I Kill Giants - Fifth Anniversary Edition: Very interesting path taken by this one. It was originally released as a seven-issue Image miniseries in 2008 & 2009, where I think a lot of the visibility came from writer Joe Kelly, a superhero veteran and member of Man of Action Studios, which had created the popular boys' media franchise Ben 10. The artist, however -- Madrid-born Ken Niimura -- brought an unexpectedly vivid intensity to Kelly's scenario, concerning a troubled girl's dreamy battles against fantasy creatures and the sad shit going on in her more everyday surroundings. It was manga-influenced work that seemed to know how manga works, and its collected edition gradually picked up an appreciative audience. Then, the book won a Gold Award from the Japanese Ministry of Foreign Affairs' International Manga Awards, no less than Big 3 manga publisher Shogakukan elected to publish a Japanese translation as part of their alternative-flavored IKKI line of comics, and now Niimura has a *new* Japanese-language book out, the shorts collection Henshin, which just dropped in March. AND: we're back to Image, with this no-doubt celebratory 232-page, 5.9" x 8.3" edition (actually a bit smaller and thinner than 2010's 300-page, 8.2" x 11.3" "Titan Edition"), promising creator interviews and other goodies; $19.99.

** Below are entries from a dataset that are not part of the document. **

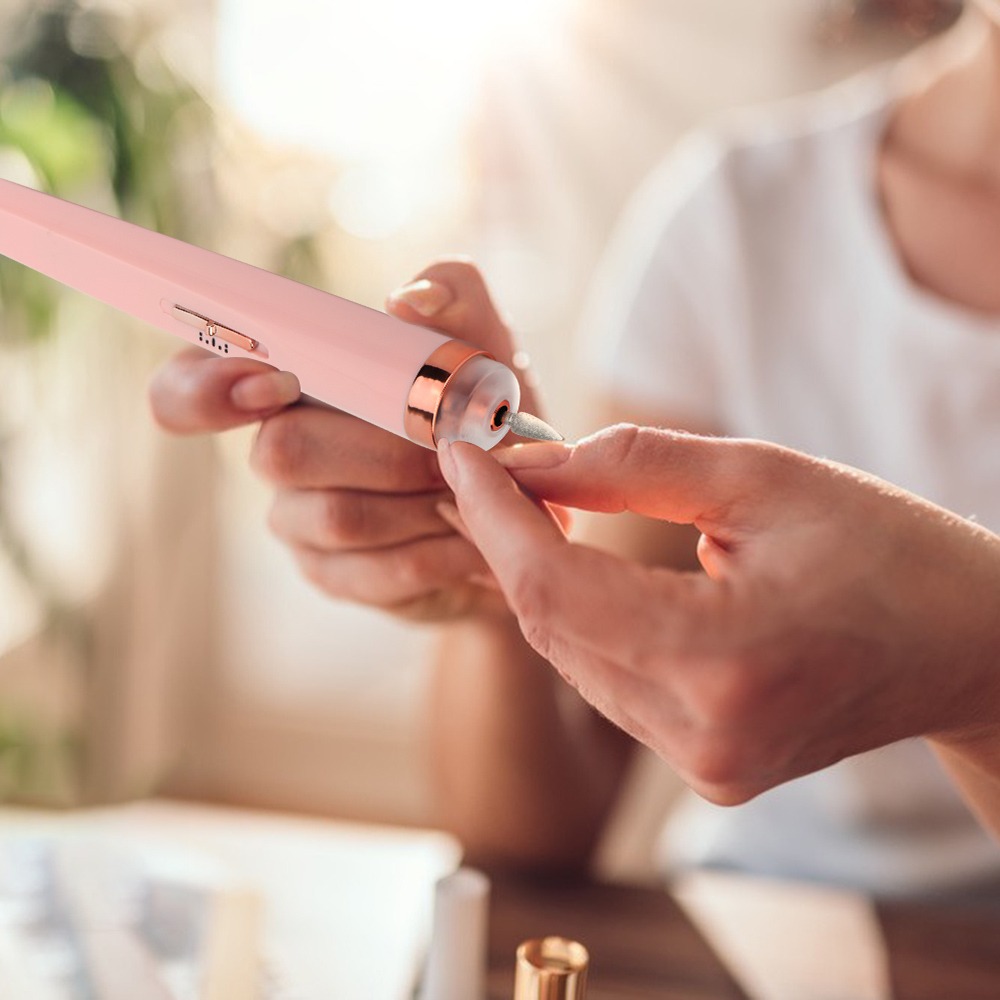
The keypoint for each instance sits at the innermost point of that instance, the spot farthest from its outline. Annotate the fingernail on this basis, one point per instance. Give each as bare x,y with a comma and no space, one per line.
446,462
450,515
537,455
425,297
265,392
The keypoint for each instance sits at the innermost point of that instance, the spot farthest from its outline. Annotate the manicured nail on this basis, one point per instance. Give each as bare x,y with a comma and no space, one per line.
536,455
425,297
269,391
450,515
446,462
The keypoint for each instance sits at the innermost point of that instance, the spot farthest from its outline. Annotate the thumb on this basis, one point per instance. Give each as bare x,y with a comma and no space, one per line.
669,475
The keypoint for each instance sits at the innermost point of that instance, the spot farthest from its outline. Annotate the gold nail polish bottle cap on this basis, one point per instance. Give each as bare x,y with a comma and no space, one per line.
551,968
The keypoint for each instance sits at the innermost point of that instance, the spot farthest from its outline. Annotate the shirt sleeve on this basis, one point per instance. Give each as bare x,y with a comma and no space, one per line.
667,297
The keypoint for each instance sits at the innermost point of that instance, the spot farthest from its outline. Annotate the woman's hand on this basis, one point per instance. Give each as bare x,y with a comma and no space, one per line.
357,506
837,613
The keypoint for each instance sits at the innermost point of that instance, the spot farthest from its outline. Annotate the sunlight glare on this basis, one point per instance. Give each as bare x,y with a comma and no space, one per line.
373,80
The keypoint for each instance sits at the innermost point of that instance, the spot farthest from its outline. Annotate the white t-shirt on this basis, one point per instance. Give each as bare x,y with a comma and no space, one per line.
753,288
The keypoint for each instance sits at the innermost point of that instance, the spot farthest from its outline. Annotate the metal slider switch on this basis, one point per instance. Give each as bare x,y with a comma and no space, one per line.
212,329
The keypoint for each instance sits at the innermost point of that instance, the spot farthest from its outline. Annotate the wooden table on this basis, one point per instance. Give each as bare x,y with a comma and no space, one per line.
644,944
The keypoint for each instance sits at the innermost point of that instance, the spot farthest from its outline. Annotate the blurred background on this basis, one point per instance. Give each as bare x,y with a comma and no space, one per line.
153,637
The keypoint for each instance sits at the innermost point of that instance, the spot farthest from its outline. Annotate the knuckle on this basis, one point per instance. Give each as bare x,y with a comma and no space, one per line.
343,519
530,597
278,450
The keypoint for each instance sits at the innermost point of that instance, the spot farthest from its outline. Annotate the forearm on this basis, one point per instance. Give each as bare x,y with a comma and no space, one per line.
525,771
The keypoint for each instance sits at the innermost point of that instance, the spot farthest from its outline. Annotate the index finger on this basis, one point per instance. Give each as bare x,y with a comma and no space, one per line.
562,590
196,392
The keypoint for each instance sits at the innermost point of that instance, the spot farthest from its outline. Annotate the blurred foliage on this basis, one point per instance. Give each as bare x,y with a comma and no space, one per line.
75,107
88,111
842,20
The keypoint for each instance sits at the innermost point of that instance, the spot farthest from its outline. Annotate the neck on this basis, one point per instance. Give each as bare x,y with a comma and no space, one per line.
952,119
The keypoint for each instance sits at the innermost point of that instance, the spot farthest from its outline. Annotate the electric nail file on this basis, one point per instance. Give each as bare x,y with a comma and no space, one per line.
412,381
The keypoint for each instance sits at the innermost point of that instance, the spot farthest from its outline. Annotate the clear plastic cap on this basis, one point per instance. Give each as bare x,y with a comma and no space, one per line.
476,401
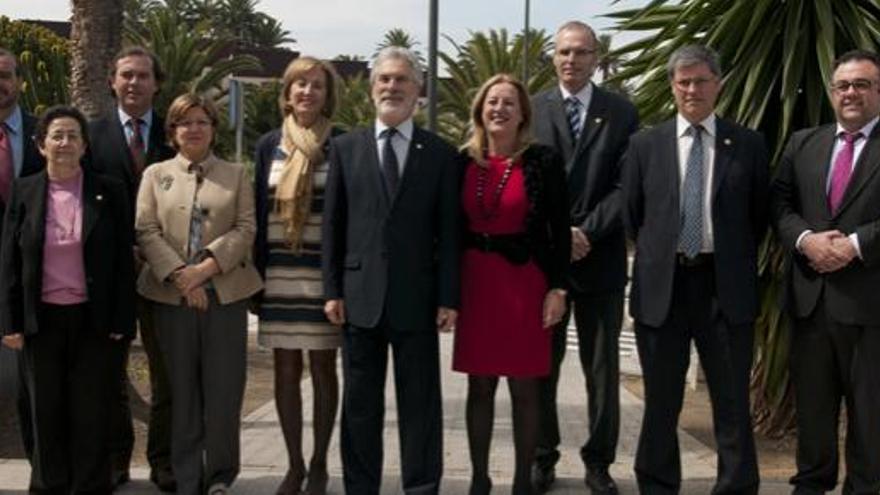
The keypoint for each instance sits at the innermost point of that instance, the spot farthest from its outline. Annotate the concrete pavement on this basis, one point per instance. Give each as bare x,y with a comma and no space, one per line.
264,457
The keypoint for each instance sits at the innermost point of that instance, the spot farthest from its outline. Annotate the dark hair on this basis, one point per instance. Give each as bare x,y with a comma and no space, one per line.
138,51
59,112
6,53
690,55
857,56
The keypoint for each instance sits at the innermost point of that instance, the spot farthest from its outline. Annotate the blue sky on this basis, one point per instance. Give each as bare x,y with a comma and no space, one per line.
326,28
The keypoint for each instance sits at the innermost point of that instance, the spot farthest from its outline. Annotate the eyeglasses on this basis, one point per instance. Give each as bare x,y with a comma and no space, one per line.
193,123
860,85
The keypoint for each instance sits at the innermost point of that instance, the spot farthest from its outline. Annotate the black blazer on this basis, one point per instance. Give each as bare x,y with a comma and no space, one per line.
265,151
799,202
108,152
652,218
393,255
547,221
592,168
109,265
32,161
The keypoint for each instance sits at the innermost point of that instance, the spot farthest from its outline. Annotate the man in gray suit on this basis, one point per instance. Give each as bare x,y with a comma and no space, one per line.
590,128
825,210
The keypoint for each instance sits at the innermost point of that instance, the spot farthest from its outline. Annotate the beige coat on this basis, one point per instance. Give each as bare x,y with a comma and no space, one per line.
164,209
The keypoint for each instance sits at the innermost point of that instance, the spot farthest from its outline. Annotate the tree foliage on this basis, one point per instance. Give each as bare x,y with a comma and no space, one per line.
479,58
778,57
44,60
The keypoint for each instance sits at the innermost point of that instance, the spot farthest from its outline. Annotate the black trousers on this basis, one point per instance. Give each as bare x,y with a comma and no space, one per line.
419,408
831,361
726,357
598,318
66,369
159,433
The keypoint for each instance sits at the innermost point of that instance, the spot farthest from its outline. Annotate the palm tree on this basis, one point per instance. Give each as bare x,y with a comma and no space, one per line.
399,37
478,59
96,32
191,60
778,57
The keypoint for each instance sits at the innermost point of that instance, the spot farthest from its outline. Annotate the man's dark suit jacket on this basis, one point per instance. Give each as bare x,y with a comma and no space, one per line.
739,218
593,169
398,255
108,151
799,203
32,161
109,267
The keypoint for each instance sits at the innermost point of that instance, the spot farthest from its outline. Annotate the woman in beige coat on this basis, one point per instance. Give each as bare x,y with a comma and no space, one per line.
195,227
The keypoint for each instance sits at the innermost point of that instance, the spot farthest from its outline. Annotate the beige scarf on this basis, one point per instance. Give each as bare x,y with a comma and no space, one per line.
293,194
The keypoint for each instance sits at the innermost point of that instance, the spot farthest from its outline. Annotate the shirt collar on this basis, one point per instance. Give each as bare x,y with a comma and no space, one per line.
15,121
583,95
404,129
866,131
146,118
682,125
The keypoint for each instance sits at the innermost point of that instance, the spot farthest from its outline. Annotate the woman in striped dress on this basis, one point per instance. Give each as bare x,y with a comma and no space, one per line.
290,173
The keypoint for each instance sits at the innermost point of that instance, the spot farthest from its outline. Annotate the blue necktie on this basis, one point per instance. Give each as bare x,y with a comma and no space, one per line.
690,240
573,112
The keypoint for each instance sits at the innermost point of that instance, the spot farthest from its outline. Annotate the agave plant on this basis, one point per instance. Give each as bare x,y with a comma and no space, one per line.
777,57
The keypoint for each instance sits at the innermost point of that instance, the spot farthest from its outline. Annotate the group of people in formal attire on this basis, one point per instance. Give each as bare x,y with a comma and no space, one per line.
383,236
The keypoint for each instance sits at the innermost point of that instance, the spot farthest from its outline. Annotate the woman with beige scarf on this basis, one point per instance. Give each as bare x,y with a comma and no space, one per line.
290,173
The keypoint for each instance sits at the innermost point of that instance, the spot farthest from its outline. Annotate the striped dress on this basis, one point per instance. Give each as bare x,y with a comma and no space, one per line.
292,311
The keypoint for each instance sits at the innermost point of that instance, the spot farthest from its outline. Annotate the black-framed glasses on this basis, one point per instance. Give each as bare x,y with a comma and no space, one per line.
860,85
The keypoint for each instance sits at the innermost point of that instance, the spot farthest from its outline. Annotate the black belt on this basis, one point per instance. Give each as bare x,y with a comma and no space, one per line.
698,260
514,247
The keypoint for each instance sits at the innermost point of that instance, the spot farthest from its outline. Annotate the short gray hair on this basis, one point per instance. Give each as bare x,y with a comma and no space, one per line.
398,53
690,55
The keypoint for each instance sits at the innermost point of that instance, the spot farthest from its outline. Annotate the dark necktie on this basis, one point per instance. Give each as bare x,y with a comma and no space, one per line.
690,240
842,170
7,170
573,112
390,166
136,146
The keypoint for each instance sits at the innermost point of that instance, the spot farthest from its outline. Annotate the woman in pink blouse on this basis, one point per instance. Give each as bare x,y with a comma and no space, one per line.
67,297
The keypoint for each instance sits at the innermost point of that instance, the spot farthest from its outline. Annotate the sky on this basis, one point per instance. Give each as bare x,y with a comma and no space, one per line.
326,28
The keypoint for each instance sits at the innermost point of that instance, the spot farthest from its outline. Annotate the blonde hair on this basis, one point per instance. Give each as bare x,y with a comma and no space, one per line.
296,70
184,103
477,144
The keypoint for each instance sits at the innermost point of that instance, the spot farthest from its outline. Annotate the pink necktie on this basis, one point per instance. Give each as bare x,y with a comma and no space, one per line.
7,172
842,170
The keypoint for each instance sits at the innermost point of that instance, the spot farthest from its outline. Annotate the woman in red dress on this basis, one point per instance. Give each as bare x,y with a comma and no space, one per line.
517,248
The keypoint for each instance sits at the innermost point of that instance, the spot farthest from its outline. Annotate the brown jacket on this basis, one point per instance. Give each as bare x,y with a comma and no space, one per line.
164,209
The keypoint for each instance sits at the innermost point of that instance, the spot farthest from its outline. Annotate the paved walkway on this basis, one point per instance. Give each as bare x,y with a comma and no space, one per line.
264,456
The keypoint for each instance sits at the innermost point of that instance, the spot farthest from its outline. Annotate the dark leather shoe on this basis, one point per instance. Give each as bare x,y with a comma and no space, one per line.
600,482
119,477
543,477
164,480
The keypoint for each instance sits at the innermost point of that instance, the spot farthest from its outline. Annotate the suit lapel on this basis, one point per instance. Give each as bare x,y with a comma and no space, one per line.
91,205
725,144
865,168
560,123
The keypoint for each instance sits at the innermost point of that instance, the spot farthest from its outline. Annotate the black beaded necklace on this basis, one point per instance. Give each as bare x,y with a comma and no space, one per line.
482,177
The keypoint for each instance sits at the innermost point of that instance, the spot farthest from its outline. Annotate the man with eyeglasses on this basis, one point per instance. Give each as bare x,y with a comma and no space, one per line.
695,204
590,128
826,212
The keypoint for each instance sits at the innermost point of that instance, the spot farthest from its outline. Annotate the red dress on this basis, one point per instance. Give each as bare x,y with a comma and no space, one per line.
499,330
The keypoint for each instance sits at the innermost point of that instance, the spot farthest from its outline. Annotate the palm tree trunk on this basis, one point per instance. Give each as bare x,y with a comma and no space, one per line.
96,30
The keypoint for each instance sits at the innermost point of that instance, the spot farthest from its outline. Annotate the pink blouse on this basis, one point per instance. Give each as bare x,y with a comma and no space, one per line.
64,274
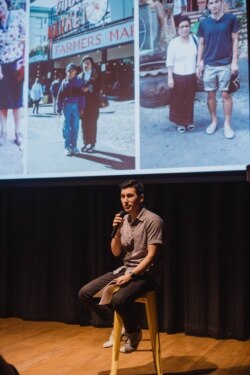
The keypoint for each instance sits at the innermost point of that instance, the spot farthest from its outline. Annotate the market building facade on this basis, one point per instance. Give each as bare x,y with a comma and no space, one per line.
79,27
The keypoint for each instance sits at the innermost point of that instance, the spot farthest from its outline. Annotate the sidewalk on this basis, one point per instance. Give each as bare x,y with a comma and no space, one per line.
163,147
115,147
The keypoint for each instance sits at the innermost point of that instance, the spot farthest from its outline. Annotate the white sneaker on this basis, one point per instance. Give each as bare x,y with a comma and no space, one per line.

2000 AD #1880: Okay, I'm breaking my own rule here - Diamond is totally not distributing this tomorrow, and you probably won't see a physical copy unless you live in the UK. Digital editions are available, however, and that's a perfectly valid format for enjoying the start of the new Indigo Prime serial from British SF/horror comics MVP John Smith, here joined by artist Lee Carter, his collaborator from 2008's Dead Eyes. The last Indigo Prime series was my favorite superhero-ish comic from that year: a loud, purple rush of breathless amorality engendered by the cosmic stakes necessary for today's slick franchise revivals. And speaking of conflict, Judge Dredd creator John Wagner and artist John McCrea are in the middle of a serial about American teenage gun massacres... OF THE FUTURE. All this, and Pat Mills' Sláine battling to save a woman outfitted primarily in leather straps. Samples; $2.99.

Alley Oop: The Complete Sundays Vol. 1: 1934-1936: Your big slab of vintage strips for the week, a 12" x 16" Dark Horse hardcover compiling 128 pages' worth of squarely Stone Age dealings from V.T. Hamlin. Samples; $75.00.

The Complete Peanuts Vol. 21: 1991-1992 (&) The Complete Peanuts Paperback Edition Vol. 1: 1950-1952: Oh, but the funnies shrunk, and so we arrive, finally, at the latest Fantagraphics offerings from the work of Charles Schulz, including a 344-page batch of strips from the feature's last decade, as well as a new softcover reprint of the very earliest stuff. Introductions by Tom Tomorrow and Garrison Keillor, respectively. Samples old and new; $29.99 (hardcover), $22.99 (softcover).